Os recursos captados via endowment são perpetuados por meio do fundo e apenas os rendimentos das aplicações financeiras são utilizados. O Prospera passará a ter um Comitê de Investimento, que fará recomendações sobre a política de investimentos e as regras de utilização dos recursos do fundo patrimonial, a partir do momento em que atingir o valor de R$ 5 milhões. De acordo com as regras do fundo patrimonial da Unesp, fica proibido investir dinheiro em despesas recorrentes, tais como pagamento de salários, contas de energia, aluguéis etc. Os recursos a serem investidos na universidade serão destinados a projetos não recorrentes, como aqueles concebidos para a resolução de problemas específicos da sociedade e para inovação tecnológica, entre outros.

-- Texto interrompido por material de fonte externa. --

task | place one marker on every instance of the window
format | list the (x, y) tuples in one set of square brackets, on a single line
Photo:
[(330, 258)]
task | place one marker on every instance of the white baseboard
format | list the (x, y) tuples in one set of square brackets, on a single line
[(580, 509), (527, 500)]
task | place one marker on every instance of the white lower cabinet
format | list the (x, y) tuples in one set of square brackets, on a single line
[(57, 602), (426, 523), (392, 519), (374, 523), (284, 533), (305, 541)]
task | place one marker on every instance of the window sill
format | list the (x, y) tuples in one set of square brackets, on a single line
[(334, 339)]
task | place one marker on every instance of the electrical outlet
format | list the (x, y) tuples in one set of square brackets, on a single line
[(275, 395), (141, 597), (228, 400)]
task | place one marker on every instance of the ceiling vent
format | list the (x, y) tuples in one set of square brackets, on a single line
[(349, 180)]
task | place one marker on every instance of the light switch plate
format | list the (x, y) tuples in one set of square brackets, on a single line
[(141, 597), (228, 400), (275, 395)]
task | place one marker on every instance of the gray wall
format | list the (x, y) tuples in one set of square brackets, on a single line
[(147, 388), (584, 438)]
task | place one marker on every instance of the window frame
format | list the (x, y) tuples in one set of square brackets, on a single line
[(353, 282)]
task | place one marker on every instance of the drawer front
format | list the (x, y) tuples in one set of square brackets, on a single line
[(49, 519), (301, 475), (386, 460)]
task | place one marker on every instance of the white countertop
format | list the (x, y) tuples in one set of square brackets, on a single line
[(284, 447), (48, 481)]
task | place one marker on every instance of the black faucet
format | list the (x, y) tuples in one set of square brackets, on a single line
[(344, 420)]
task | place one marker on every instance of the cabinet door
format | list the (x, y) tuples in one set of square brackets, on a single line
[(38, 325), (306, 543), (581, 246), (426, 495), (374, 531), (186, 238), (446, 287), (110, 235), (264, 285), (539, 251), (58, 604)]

O tema dos fundos patrimoniais, criados na maioria das vezes por ex-alunos das instituições, vem ganhando cada vez mais força. Os chamados "endowments" foram regulamentados no país em 2019. Por definição, os fundos patrimoniais (filantrópicos ou endowments) são estruturas criadas para proporcionar sustentabilidade financeira a instituições públicas ou privadas sem fins lucrativos e/ou para a execução de programas e projetos de interesse público. As doações recebidas ficam recolhidas em aplicações, e apenas os rendimentos podem ser resgatados e utilizados para financiar causas ou parte do funcionamento de organizações. 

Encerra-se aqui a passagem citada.